To get at that, we'd have to introduce latent ('hidden') random variables, and go through this same procedure with the likelihood for the observed random variables. I won't do this, but you can find the derivation in Section 17.4.2 of The Elements of Statistical Learning.
Now we see why we need to compute an expectation: to get the gradient, we need to compute \(E_{(\boldsymbol{\Theta}, \boldsymbol{\theta}_{0})}[X_{j} X_{k}],\) for each edge \((j, k) \in \mathcal{E}\). This can be nigh on impossible when \(N_{v}\) takes large values (say, greater than 30). But by sampling (which is relatively inexpensive), we can get as good as an approximation as we'd like to this quantity by taking more samples.

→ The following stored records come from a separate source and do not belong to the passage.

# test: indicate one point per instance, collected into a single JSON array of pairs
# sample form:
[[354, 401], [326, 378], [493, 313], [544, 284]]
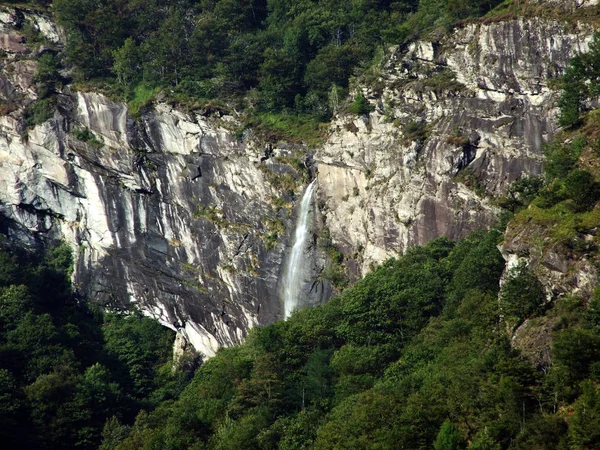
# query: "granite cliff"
[[179, 214]]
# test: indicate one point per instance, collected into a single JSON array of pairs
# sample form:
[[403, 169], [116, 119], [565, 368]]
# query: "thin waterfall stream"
[[295, 267]]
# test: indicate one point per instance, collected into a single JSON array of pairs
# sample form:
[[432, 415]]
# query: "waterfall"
[[295, 267]]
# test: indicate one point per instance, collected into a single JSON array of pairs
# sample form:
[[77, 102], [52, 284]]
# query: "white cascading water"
[[295, 268]]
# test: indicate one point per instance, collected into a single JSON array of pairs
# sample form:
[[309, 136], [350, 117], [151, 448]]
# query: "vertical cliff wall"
[[456, 121], [177, 214]]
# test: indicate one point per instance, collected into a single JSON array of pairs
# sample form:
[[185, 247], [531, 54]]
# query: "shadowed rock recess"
[[174, 214]]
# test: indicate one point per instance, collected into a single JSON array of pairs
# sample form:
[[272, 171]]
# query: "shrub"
[[361, 106]]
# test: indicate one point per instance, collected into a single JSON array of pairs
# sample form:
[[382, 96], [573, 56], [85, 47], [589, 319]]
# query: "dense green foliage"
[[579, 85], [416, 355], [276, 56], [65, 370]]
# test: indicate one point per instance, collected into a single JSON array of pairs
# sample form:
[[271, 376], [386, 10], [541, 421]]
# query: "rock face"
[[176, 214], [455, 123]]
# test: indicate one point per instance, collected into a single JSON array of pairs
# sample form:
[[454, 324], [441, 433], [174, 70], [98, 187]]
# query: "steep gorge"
[[177, 214]]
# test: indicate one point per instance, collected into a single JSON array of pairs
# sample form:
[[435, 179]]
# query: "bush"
[[522, 295], [361, 106]]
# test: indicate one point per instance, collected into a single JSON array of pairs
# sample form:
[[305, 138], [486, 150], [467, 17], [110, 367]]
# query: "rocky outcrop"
[[456, 121], [178, 215]]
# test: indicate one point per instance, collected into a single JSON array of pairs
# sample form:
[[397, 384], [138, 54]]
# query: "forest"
[[285, 64], [417, 355]]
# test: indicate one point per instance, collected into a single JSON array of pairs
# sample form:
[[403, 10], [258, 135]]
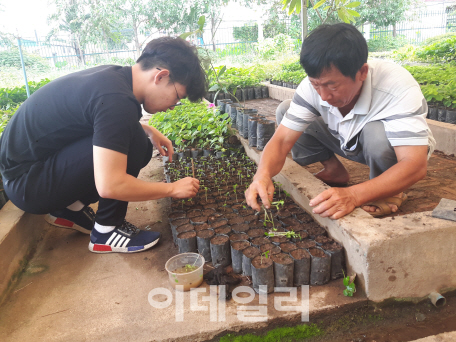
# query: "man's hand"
[[334, 203], [263, 187], [160, 141], [185, 188]]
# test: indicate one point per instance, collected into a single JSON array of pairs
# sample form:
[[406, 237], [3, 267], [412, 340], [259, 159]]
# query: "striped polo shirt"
[[389, 94]]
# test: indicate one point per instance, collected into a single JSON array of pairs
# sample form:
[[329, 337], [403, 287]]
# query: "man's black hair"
[[181, 59], [341, 45]]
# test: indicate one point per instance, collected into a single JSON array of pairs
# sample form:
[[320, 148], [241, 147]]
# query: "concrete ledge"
[[444, 133], [444, 337], [19, 235], [445, 136], [402, 257]]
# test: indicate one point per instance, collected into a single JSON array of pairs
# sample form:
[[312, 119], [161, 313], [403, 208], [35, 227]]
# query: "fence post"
[[23, 66]]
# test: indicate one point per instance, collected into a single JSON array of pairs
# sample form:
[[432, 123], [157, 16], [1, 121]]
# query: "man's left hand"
[[334, 203], [160, 141]]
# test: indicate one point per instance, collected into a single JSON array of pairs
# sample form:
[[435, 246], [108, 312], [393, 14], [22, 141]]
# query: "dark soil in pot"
[[320, 266], [258, 241], [270, 248], [247, 255], [301, 260], [238, 237], [240, 228], [186, 242], [203, 243], [236, 255], [283, 270], [337, 259], [306, 243], [277, 240], [225, 230], [287, 247], [220, 250], [257, 232]]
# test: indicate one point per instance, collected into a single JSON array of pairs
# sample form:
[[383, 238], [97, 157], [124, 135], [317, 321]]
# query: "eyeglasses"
[[179, 103]]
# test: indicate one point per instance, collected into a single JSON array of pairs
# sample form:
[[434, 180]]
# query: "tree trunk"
[[304, 19], [136, 38]]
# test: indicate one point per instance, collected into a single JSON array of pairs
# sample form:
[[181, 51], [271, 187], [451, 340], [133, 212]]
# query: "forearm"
[[130, 189]]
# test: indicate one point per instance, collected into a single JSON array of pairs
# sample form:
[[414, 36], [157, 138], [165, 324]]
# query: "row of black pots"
[[244, 94], [442, 114], [274, 267], [290, 85]]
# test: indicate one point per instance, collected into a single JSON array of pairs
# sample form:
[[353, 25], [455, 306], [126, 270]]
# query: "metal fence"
[[422, 23]]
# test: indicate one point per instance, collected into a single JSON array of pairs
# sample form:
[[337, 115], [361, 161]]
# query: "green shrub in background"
[[11, 97], [385, 43], [11, 58], [443, 50], [5, 116], [193, 125]]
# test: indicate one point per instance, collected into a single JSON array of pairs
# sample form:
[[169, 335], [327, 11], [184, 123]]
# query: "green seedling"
[[349, 283]]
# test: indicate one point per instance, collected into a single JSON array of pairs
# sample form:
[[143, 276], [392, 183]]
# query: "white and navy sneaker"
[[82, 220], [125, 238]]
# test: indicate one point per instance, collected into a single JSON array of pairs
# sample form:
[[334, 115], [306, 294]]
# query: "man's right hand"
[[185, 188], [262, 187]]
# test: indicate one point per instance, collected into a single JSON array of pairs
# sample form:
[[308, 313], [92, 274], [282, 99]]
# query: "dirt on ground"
[[425, 195]]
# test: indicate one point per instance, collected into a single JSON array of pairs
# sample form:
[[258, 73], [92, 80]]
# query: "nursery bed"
[[422, 196]]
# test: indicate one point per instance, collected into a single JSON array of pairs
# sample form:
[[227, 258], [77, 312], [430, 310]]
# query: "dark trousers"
[[68, 176]]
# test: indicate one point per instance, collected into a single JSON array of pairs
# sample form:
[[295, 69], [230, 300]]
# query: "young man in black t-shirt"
[[78, 140]]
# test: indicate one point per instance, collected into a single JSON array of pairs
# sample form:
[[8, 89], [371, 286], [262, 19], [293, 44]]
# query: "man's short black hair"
[[181, 59], [341, 45]]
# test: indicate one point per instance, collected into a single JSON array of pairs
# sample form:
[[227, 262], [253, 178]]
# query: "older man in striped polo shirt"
[[369, 112]]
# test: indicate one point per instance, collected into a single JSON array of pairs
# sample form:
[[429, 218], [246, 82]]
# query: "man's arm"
[[272, 160], [410, 168], [112, 180], [159, 140]]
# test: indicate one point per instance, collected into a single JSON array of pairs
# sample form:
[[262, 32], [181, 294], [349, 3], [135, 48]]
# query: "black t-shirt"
[[96, 102]]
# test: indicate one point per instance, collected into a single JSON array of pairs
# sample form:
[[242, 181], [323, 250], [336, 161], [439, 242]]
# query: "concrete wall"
[[402, 257]]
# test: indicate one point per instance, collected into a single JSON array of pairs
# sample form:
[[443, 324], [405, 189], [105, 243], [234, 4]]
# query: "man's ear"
[[160, 75], [363, 72]]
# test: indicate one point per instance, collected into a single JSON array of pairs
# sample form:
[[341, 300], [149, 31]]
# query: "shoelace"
[[128, 228]]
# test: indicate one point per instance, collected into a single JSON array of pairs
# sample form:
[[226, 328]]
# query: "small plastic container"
[[180, 270]]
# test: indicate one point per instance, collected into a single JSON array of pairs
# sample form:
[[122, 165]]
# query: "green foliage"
[[385, 43], [193, 125], [5, 117], [443, 50], [11, 97], [273, 48], [11, 58], [285, 334], [349, 284]]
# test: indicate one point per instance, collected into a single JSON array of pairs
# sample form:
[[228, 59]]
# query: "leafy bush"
[[385, 43], [11, 97], [441, 51], [5, 116], [11, 58], [272, 48], [193, 124]]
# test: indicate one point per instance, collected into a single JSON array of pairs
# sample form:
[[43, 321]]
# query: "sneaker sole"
[[97, 248], [62, 223]]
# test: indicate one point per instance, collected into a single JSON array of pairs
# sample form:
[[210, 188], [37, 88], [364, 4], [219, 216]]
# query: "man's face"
[[163, 94], [338, 90]]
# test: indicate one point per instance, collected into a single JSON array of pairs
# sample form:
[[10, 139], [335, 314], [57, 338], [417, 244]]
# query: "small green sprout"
[[349, 284]]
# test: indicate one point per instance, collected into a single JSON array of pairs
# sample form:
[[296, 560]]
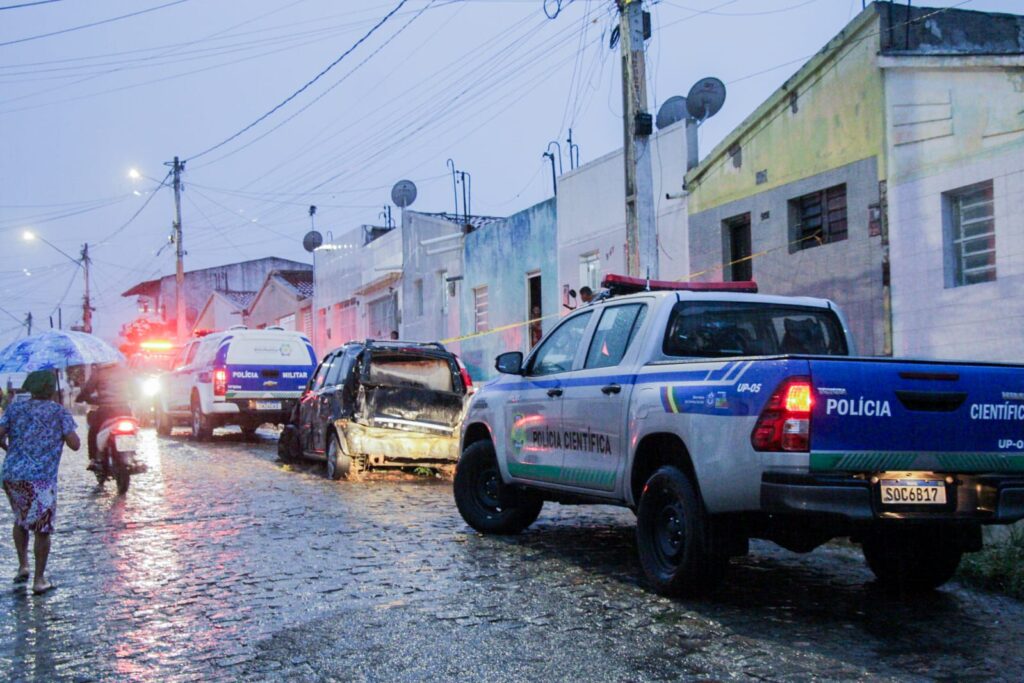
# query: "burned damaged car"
[[380, 404]]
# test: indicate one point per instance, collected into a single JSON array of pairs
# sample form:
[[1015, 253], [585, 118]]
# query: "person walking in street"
[[34, 433]]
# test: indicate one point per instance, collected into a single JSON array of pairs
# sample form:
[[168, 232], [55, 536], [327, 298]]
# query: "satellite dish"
[[403, 193], [672, 111], [312, 240], [706, 98]]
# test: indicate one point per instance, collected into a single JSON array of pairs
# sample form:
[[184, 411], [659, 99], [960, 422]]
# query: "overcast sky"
[[487, 83]]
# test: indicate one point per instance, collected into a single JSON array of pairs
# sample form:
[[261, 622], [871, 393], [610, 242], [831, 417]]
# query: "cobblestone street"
[[223, 563]]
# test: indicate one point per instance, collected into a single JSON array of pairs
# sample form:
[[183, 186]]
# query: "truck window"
[[558, 350], [723, 329], [614, 332]]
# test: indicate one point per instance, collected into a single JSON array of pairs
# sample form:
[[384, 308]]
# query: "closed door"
[[534, 411], [595, 404]]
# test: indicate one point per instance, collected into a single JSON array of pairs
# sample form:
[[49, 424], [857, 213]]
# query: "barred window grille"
[[820, 217], [973, 235]]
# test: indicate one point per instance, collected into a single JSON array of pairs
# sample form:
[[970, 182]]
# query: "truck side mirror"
[[509, 364]]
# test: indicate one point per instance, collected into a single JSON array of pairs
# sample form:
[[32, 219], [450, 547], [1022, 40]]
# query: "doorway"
[[737, 237], [535, 310]]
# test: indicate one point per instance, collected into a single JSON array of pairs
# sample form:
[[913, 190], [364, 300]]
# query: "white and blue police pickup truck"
[[722, 415]]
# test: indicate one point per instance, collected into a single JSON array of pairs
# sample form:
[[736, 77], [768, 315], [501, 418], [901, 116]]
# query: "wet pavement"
[[221, 563]]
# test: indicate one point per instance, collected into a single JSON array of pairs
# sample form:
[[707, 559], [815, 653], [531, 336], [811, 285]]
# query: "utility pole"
[[179, 278], [86, 303], [641, 233]]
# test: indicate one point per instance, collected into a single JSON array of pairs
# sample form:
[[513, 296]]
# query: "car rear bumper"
[[982, 498]]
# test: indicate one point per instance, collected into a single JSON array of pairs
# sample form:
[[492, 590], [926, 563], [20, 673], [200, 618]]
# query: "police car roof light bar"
[[620, 285]]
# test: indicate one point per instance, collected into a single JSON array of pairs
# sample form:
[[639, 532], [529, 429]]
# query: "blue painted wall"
[[499, 256]]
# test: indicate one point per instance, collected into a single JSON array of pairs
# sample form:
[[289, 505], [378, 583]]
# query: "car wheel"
[[484, 501], [164, 424], [288, 444], [338, 464], [202, 430], [673, 537], [911, 560]]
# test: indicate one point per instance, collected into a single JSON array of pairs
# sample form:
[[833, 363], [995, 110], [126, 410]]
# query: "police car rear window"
[[267, 351], [723, 329]]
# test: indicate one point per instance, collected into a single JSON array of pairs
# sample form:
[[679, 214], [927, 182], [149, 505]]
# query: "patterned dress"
[[35, 435]]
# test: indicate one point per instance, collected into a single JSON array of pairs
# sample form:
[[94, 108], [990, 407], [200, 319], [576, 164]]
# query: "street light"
[[29, 236]]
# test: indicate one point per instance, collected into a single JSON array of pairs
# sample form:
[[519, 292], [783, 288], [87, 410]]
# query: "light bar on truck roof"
[[157, 345], [619, 285]]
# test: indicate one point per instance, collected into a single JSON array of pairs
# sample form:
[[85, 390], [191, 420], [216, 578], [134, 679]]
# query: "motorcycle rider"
[[109, 390]]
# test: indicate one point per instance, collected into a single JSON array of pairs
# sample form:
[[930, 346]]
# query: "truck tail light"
[[785, 422], [219, 382]]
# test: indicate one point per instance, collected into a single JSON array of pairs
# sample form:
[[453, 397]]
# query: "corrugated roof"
[[300, 281], [240, 299]]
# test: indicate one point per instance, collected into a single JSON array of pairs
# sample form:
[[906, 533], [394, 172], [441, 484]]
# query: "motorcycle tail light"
[[125, 427]]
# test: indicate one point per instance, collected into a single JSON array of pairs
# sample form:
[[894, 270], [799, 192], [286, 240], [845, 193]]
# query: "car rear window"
[[419, 372], [269, 350], [722, 329]]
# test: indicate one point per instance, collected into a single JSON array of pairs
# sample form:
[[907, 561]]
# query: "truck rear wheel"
[[484, 501], [673, 537], [911, 560]]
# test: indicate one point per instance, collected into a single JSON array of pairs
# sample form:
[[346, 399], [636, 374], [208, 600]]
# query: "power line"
[[307, 84], [128, 222], [29, 4], [91, 25], [329, 89]]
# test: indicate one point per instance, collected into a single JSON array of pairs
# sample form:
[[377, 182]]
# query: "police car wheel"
[[200, 424], [673, 537], [911, 560], [483, 500]]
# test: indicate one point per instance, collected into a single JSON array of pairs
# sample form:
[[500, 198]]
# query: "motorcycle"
[[117, 442]]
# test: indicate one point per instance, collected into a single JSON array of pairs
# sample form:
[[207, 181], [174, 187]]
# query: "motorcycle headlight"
[[151, 387]]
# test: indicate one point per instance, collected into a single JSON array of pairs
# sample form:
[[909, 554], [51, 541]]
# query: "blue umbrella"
[[56, 349]]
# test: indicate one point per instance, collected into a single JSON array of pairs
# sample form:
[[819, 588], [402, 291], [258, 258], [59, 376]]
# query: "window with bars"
[[971, 239], [480, 308], [818, 218]]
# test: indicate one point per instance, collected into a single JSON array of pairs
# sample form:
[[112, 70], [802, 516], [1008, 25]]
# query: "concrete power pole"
[[179, 276], [86, 302], [641, 233]]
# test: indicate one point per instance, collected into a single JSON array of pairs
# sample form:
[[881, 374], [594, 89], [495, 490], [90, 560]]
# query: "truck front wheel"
[[911, 560], [673, 537], [484, 501]]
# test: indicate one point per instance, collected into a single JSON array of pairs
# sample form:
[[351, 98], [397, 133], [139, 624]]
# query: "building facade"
[[158, 297], [954, 97], [591, 229], [509, 288]]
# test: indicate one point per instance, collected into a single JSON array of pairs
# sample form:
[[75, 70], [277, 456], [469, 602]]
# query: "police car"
[[239, 377], [719, 415]]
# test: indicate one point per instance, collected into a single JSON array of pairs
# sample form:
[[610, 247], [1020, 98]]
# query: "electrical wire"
[[329, 89], [28, 4], [310, 82], [91, 24]]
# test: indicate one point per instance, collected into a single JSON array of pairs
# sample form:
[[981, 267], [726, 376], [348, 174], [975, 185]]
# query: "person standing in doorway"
[[34, 433]]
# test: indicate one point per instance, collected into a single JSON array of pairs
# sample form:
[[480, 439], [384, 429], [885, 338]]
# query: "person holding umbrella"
[[34, 433]]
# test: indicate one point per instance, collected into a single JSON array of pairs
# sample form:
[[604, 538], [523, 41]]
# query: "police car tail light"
[[785, 422], [219, 382]]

Monte Carlo 'beats' the curse of dimensionality again!
There's much more to the story of this model, which goes by the name of a 'first-order-interaction Poisson log-linear model for multi-way tables of counts'6 in the statistics literature. But this gives a flavor of how a statistician might think about the model and how to perform inference on it: we're learning a particular parametric model that accounts for pairwise interactions between a collection of random variables (a random field), and we learn the parameters of the model using maximum likelihood estimation with some bells and whistles thrown in because doing things with the probability mass function becomes computationally unwieldy.
Coming up, I'll attempt to talk about the model from the perspective of a machine learner / computational neuroscientist. That will be much more challenging...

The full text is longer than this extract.